I vote for Pink Salt.

I get a grinder of Himalayan Pink Salt at Trader Joes and it's delicious. There's much more flavor than regular table salt and I don't have to use as much.

A teaspoon of Morton's contains more sodium than a teaspoon of sea salt and that is because a teaspoon of Mortons weighs more so there is more salt in the teaspoon hence more sodium. We pastry chef's know that there are differences in amounts when weighed and as a rule we weigh everything for consistent results as opposed to using spoon and cup measurements which can vary widely. Generally however, table and sea salt have approx the same sodium content with the difference being that table salt is stripped of it's natural minerals and contains things like anti-caking agents which are added during processing but sea salt retains much of it's mineral content during the natural drying process and does not contain additives however it contains less iodine.

I'm going to guess the Morton's, because of the size. I have neither in my pantry.

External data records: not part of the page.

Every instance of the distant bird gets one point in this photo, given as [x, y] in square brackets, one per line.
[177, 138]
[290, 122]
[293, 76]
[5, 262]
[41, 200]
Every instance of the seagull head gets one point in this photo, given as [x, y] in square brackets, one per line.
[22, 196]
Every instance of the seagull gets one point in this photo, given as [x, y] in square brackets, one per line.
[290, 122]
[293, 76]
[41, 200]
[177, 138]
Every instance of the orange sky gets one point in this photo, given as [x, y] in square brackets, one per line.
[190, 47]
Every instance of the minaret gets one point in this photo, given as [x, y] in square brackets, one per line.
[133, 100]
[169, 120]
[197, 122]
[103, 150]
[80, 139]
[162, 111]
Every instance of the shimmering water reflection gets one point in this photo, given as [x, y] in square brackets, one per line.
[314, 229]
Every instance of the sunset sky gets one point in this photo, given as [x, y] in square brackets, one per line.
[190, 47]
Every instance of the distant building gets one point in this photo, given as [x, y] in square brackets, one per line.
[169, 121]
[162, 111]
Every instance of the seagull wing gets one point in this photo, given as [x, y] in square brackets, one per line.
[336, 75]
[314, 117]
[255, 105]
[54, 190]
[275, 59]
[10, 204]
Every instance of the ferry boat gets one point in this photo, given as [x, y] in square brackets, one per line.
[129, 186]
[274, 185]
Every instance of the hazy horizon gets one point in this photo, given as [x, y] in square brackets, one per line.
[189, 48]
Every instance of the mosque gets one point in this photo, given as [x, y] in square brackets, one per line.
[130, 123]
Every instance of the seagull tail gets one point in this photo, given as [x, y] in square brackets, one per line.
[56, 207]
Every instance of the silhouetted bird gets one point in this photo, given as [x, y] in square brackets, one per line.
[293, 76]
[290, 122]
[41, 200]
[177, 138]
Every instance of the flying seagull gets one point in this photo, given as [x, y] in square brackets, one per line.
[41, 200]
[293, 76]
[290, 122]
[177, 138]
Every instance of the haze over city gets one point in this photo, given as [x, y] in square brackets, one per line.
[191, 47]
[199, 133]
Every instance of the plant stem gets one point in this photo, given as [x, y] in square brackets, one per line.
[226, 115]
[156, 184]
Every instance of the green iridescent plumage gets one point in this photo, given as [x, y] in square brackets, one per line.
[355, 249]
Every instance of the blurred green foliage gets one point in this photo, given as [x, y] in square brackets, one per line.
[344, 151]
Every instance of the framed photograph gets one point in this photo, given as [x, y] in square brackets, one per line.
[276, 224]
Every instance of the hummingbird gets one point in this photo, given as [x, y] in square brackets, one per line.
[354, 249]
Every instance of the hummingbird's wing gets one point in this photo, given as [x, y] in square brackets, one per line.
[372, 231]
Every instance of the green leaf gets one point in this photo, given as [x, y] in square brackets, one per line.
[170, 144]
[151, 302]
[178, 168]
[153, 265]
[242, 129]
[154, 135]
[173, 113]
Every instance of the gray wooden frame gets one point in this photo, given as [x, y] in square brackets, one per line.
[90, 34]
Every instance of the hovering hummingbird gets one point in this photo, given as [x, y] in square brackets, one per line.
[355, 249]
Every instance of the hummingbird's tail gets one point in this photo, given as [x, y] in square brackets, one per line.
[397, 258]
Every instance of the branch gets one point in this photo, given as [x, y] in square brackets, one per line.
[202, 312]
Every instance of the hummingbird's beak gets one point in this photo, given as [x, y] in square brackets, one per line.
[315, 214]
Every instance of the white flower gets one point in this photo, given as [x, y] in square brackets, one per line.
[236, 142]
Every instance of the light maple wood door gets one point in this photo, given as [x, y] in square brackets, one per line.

Hawaiian? Morton is supposed to be low sodium, isn't it? I know none of these salts and have not seen them in Barcelona! But Morton's looks fine!

I see the smart people have already been here... To Carme -- salt by definition is a major source of sodium, since it is sodium chloride, regardless of source or processing. As for crystal size, I know that Himalayan salt can be in solid, large rock form, coarsely ground or fine -- but if the Hawaiian salt is evaporated from sea water, it is likely to have fairly coarse crystals. Maine Sea Salt is 54.6% sodium, 34.5% Chloride... good bit of trace minerals, thus less sodium than 'table salt,' I assume. Just some material for musing.

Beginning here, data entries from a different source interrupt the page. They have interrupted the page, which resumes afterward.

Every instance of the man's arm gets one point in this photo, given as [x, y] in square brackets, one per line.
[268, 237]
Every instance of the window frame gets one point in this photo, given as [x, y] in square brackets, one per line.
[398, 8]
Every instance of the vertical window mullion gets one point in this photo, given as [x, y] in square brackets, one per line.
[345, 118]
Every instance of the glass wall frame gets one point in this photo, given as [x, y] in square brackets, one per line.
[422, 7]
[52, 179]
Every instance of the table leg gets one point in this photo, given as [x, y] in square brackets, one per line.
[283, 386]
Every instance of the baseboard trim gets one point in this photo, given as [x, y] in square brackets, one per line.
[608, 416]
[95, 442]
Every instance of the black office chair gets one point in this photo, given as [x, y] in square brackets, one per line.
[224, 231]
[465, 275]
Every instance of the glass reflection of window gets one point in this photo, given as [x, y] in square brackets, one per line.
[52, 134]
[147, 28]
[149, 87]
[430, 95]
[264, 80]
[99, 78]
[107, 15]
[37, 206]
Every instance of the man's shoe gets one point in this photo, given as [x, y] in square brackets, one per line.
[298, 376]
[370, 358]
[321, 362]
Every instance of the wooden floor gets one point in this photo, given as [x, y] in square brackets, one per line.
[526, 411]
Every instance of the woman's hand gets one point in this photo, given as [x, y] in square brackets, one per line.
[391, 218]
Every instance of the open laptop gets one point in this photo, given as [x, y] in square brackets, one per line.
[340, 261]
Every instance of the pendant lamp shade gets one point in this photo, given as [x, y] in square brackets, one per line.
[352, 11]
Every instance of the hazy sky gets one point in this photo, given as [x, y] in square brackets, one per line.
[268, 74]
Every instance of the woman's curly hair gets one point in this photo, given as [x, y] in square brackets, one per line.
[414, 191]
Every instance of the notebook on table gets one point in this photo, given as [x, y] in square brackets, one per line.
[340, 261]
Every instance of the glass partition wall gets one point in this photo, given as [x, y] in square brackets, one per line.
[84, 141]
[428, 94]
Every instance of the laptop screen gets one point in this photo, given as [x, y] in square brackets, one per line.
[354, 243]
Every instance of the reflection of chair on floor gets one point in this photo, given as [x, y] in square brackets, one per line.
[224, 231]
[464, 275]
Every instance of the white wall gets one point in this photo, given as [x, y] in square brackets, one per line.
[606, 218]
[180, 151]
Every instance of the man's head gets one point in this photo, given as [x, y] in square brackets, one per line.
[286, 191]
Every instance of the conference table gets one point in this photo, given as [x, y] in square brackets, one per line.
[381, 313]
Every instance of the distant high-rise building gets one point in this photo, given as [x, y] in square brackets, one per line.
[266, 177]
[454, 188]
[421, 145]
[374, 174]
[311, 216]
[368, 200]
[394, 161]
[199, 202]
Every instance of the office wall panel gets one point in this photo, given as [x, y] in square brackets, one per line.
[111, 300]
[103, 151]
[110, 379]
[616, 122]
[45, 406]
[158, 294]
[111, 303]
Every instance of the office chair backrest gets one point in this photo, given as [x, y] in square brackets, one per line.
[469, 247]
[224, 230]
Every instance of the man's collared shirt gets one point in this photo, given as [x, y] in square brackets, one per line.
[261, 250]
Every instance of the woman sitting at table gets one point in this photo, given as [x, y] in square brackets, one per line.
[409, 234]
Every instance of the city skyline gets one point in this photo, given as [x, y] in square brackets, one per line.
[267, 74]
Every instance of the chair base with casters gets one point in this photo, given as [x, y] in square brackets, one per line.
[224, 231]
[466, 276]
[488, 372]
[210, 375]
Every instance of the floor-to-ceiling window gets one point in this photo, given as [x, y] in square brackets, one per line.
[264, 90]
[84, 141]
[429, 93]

The bigger the crystal, the less sodium by volume. So my vote for higher sodium goes to good old fashioned ground table salt. Now pass the water!

Morton's - solely because the crystals are much smaller than the Hawaiian salt, so you can fit more sodium into the spoon. I have both - and many others - in my pantry.

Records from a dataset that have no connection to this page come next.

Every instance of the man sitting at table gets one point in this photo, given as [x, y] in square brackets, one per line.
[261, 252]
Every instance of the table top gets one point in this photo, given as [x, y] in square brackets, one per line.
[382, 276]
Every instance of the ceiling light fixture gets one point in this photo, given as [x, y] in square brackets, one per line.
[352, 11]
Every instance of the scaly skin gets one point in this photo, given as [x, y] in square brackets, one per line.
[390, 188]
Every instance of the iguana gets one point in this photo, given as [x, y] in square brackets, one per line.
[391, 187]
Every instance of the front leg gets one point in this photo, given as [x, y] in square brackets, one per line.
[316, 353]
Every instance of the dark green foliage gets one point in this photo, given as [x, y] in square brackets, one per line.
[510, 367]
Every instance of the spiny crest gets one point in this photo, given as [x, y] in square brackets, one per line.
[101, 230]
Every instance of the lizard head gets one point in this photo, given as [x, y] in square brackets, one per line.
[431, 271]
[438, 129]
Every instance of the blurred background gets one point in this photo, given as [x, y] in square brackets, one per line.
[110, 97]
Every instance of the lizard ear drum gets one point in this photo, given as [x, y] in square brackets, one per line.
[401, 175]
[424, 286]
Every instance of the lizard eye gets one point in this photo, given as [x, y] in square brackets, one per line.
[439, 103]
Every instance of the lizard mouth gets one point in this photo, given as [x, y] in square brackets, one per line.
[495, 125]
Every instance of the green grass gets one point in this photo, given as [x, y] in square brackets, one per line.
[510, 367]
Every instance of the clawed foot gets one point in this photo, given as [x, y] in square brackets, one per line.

Well, I know my canister of Mortons table salt has more sodium than my Diamond Crystal kosher salt because the kosher salt is a larger, more irregular crystal which doesn't pack into the measuring spoon as tightly as the table salt. My bag of Hawaiian non-pink salt (carefully hoarded for Kalua Pig) is even larger than the kosher salt, so my guess is it would contain even less crystals per teaspoon.

This is fun, Lydia!

Hmmm... I can't wait for the answer!

I am a transplanted Rhode Islander now living in Honolulu. No respected Hawaii resident would not have Alaea (red/pink) sea salt or white Hawaii sea salt in their pantry.

BTW natural Hawaii sea salts are graded by size small, medium and large grain as this would throw a wrinkle in how much salt can fit in the teaspoon verses the machined chemically processed Morton’s salt. Alaea sea salt is considered by ancient Hawaii natives as a sacred salt.

There will be less sodium in the Hawaii natural Alaea sea salt than in the machined chemically processed Morton’s salt.

FYI, Hawaii is the only state in the nation to commercially grow, world-recognized coffee, world celebrated and renowned single-estate cacao (chocolate), vanilla, cinnamon, macadamia nuts, ½ worlds supply of pineapple and the largest producer in U.S.A. of seed corn with a 365 day growing season.

Hmmm. I'm guessing Morton's because it's refined. Sea salt will contain a lot of other minerals and naturally occuring compounds so, weight for weight, would contain less sodium. I think...

The crystals are much smaller than the Hawaiian salt, so you can fit more sodium into the spoon. the bigger the crystal, the less sodium by volume.